Like many sectors of the U.S. economy, the health care system is addressing the advance of technology, which is occurring at a breathtaking (and ever increasing) rate.  Within healthcare, diagnostics is perhaps the most sensitive area to these advances, given breakthroughs in data analysis and artificial intelligence which can (and will) be game-changers going forward.  The recent and rapid changes in coding are a reflection of this phenomenon.  When viewed through this lens, it seems inevitable that the changes will continue to come with even greater frequency.  The challenge for clinical laboratories will be to keep abreast of this change and be ready to react.

What to Watch For

If any of the above comes as news to you, and you have that sinking feeling that you may have left money on the table due to the complexity of toxicology billing…you may be correct.  And you are not alone.  A toxicology lab comes with and unique set of challenges with regard to billing.

Will it get better?  Doubtful.  As 2018 looms, there does not seem to be any reason to think the pace of change will slow down.  In fact, 2018 may prove to be even more challenging with the upcoming Protecting Access to Medicare Act of 2014 (PAMA) that is scheduled to take effect January 1 and will likely significantly reduce clinical laboratory billing reimbursement.  More information will be forthcoming in a subsequent article on this subject.

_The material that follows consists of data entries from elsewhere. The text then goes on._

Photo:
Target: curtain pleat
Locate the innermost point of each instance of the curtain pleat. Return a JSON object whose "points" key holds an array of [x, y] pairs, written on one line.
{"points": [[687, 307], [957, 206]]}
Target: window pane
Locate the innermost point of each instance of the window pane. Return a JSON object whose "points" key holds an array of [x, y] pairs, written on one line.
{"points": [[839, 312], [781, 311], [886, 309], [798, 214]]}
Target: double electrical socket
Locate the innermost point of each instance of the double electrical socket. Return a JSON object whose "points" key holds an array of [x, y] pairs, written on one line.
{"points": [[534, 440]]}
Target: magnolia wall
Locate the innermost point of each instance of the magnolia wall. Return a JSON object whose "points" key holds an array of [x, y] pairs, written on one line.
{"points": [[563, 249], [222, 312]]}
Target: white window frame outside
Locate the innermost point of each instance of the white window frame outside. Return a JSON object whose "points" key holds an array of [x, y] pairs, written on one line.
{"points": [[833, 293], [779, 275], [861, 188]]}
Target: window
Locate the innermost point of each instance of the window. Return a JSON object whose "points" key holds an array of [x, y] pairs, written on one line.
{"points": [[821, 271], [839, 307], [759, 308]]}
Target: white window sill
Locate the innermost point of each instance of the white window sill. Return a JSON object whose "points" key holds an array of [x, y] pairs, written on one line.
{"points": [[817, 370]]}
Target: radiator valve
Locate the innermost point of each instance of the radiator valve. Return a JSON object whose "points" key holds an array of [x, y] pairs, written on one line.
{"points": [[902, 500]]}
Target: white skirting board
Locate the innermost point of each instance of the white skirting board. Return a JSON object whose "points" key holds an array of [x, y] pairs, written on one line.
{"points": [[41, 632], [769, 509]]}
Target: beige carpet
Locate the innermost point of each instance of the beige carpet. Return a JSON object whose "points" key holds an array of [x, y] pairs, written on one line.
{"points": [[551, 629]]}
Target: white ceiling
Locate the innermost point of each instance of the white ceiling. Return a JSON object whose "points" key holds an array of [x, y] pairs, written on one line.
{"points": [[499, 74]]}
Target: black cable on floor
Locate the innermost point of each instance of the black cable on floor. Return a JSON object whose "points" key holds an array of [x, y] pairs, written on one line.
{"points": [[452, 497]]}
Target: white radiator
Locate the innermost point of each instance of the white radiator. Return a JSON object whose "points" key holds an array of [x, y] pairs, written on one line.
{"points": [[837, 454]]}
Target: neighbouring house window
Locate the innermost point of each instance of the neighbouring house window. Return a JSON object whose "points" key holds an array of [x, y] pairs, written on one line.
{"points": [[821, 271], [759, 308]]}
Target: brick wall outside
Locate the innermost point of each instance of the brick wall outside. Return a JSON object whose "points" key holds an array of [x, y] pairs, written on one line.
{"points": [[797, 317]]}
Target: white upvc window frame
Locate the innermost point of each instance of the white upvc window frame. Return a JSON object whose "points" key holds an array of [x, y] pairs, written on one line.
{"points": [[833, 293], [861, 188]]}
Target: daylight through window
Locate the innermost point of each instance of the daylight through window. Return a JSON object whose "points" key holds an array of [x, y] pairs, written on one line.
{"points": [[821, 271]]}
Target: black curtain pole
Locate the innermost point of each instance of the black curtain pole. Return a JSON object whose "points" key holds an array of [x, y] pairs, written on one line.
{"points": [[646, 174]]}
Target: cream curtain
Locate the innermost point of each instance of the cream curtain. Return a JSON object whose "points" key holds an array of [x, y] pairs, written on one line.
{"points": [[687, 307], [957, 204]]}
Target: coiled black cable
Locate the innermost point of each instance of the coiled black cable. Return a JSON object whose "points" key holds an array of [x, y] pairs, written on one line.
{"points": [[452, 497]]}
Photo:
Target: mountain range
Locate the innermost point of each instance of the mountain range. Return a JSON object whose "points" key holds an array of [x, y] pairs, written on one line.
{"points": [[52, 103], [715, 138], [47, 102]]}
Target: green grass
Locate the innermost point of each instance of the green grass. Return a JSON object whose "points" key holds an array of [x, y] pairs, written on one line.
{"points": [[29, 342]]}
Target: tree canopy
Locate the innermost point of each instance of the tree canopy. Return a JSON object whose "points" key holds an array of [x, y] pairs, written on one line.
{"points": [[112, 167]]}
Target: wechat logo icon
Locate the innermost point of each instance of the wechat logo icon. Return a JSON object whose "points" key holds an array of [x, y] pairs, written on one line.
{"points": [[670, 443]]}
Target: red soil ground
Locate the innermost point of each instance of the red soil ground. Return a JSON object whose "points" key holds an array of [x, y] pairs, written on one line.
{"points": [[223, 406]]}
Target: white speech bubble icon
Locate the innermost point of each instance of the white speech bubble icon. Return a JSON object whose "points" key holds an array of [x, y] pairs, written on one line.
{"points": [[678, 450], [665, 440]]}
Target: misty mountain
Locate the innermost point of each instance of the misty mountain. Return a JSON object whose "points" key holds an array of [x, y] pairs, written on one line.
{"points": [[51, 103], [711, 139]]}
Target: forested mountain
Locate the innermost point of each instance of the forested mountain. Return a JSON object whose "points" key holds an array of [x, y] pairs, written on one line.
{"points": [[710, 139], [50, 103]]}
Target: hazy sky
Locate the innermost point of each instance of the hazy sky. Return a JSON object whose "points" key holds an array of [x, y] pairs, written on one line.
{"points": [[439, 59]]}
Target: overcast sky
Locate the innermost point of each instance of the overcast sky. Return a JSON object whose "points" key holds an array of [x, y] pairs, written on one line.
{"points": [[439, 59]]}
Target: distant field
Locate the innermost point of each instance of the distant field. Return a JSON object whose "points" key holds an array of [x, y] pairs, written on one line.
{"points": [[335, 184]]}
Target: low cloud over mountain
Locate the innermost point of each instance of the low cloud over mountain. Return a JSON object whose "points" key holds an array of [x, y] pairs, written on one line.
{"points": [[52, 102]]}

Going forward, the task of getting the most out of your toxicology laboratory billing will require not only special diligence, but also the application of effective tools and problem-solving skills.  To stay out in front of these trends and maximize collections, here are a few of the key aspects of your billing practices that should be addressed:

  • Resources to follow-up on individual claims, appeals, provide medical necessity, etc.
  • Ability to perform systematic analysis to find problem payers
  • Payer contracting strategy, enrollment, and negotiation
  • Deployment of analytics tools to help identify problems that need attention
  • Appeals software that helps collectors win more claims
  • Identifying payer rules to predict and prevent problems

Toxicology laboratory billing is, and will likely continue to be in the near time, one of the most volatile specialties when it comes to medical coding.  If you use a billing company, you should demand these things as part of your service package.  If you don’t currently address these issues, your margins may continue to shrink in a competitive landscape.